One hint comes in the discussion of Aristotle in paragraph 6. Wordsworth plainly distorts Aristotle. Poe attacks Wordsworth for perverting the nature of poetry. That does not necessarily mean that Poe follows Wordsworth in distorting Aristotle. Poe was a good classical scholar; he just may have intended to correct Wordsworth's error before turning to attack Wordsworth's didacticism. Does the “He” at the start of the second sentence refer to Wordsworth or to Aristotle? Does Poe agree that poetry in Aristotle's broad sense (see our note to paragraph 6 for Aristotle's context) is philosophical while insisting that it is not in Wordsworth's sense metaphysical? Poe's unfairness to Wordsworth and the main thrust of the “Letter to B———.” are more obvious and far more certain; we mean only to suggest the possibility that yet another idea that is present in Poe's later criticism may also be lurking beneath the surface here.

That Poe's ideas sometimes contradict one another should not upset readers overmuch; indeed, acquiring a feel for his inconsistency is a good first step toward getting to know Poe's mind. Certainly one does not want to waste energy on trying to reconcile the irreconcilable.

A Note on the Text

When Poems by Edgar A. Poe ... Second Edition appeared in New York in 1831, it contained by way of an author's preface Poe's first important critical essay, “Letter to Mr. ———————.” Poe revised it slightly for republication in the July 1836 issue of the Southern Literary Messenger. We decided to make that our basic text. The changes are not extensive, and since Poe made them himself presumably to improve the piece, we follow our usual practice of adopting the last corrections known to be his own. The essay is also in Rufus Griswold's edition of his works (1856; 4:390-96), with no significant changes.

 


[[Footnotes]]

[The following footnote appears at the bottom of page 3:]

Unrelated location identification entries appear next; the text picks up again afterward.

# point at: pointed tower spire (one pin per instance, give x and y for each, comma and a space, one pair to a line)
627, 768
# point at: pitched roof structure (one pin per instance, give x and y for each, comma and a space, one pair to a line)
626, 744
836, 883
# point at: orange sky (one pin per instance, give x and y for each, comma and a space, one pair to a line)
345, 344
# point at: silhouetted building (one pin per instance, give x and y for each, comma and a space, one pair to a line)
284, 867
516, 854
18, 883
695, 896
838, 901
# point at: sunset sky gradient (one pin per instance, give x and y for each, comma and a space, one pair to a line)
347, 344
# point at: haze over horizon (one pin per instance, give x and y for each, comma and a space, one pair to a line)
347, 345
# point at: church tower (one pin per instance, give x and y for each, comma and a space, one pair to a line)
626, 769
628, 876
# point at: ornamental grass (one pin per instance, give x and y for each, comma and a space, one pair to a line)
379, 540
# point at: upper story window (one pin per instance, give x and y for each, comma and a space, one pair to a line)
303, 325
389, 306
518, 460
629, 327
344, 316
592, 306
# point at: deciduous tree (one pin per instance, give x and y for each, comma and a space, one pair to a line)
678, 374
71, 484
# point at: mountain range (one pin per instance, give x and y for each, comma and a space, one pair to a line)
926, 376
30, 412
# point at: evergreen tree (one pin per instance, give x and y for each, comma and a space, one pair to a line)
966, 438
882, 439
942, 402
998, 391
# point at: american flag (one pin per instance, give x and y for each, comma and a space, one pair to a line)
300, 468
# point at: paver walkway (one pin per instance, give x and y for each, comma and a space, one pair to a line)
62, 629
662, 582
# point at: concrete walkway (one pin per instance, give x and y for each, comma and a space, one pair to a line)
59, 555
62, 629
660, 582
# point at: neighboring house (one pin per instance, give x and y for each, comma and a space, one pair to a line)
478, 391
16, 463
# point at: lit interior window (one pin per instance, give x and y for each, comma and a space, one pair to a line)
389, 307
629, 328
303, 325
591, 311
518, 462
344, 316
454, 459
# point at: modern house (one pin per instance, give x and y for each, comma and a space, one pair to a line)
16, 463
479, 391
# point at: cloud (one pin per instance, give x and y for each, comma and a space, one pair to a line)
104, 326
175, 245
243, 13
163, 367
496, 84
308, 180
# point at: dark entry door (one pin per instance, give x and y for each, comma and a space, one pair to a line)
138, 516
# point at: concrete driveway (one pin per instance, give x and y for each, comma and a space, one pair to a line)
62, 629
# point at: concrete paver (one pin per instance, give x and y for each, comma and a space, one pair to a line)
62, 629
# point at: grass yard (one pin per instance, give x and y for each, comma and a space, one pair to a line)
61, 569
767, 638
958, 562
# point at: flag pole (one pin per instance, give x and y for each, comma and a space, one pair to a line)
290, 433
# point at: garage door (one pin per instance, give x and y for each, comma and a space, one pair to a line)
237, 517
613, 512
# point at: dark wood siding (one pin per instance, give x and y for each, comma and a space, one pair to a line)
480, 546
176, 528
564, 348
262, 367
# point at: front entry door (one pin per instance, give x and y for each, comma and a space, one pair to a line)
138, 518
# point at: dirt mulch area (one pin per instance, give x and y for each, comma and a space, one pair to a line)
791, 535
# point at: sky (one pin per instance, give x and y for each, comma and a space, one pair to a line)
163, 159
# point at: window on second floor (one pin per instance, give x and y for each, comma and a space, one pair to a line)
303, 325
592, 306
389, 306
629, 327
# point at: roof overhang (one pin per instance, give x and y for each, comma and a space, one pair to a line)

1. An excellent discussion of Poe's use of Dupin to dramatize his critical thought is Christopher Kearns's “Rehearsing Dupin.” Kearns focuses upon Poe's use of Coleridge to argue with Coleridge — “to double Coleridge ... while at the same time pretending to contest him” (12). For more on the Dupin stories as statements of literary theory, see also our discussions in Short Fiction (esp. 153) and Thirty-Two Stories (256). More extended discussion appears in Stuart Levine, Edgar Poe, especially in the section “Dupin as Transcendental Hero” (162-68).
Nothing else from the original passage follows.